Glass-lovers, rejoice. This international festival dedicated to the art of glass took place for the first time only last year, but was so successful that it’s back for 2018. It featured more than 150 events at 100 different locations spread across Venice and Murano, and was attended by around 75,000 visitors. This year the event takes place from September 9-16, with exhibitions, conferences, screenings, educational activities, themed evenings and open furnaces all set to delight.
So if you’ve always wanted a piece of glass from Murano or Venice – or to add to the collection you started on a previous trip – September is the time to visit the City of Canals and learn more about this ancient art.
History: Prague's Astronomical Clock will tick again
In 2017 the hands of Big Ben were paused for restoration work that will last until 2021, and this year it’s time (sorry, we couldn’t resist) for Prague’s Astronomical Clock to take a break. This elaborate timepiece, however, will only be silenced for a mere six months, reopening in the (European) summer.

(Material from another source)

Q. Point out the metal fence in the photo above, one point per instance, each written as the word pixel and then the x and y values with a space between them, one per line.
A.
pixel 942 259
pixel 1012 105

The medieval clock, also called Orloj, is one of the most famous tourist attractions in the Czech capital. Every hour, on the hour (when it’s not being fixed up, that is), crowds gather to watch a spectacle that’s pretty darn impressive for something that was made more than 600 years ago.
It involves, among other things, a moving parade of the 12 apostles, the figure of Death ringing a bell and a golden rooster that crows at the end of the ‘show’. The whole thing only lasts for about 45 seconds, but can draw massive crowds during peak season and is considered a must for first-time visitors to Prague. It’s just as popular now as it was back in the day – legend has it that town officials actually blinded the clockmaker so that he could never make another one.
The Astronomical Clock is part of Prague’s Old Town Hall, which is undergoing a massive renovation (its first since World War II, when most of the building was destroyed). It should be returned to the tower by the end of August. You can also – for a fee – go inside the Old Town Hall and head to the top via stairs or an elevator. From here, the views over the Old Town Square and the rest of Prague beyond are pretty special.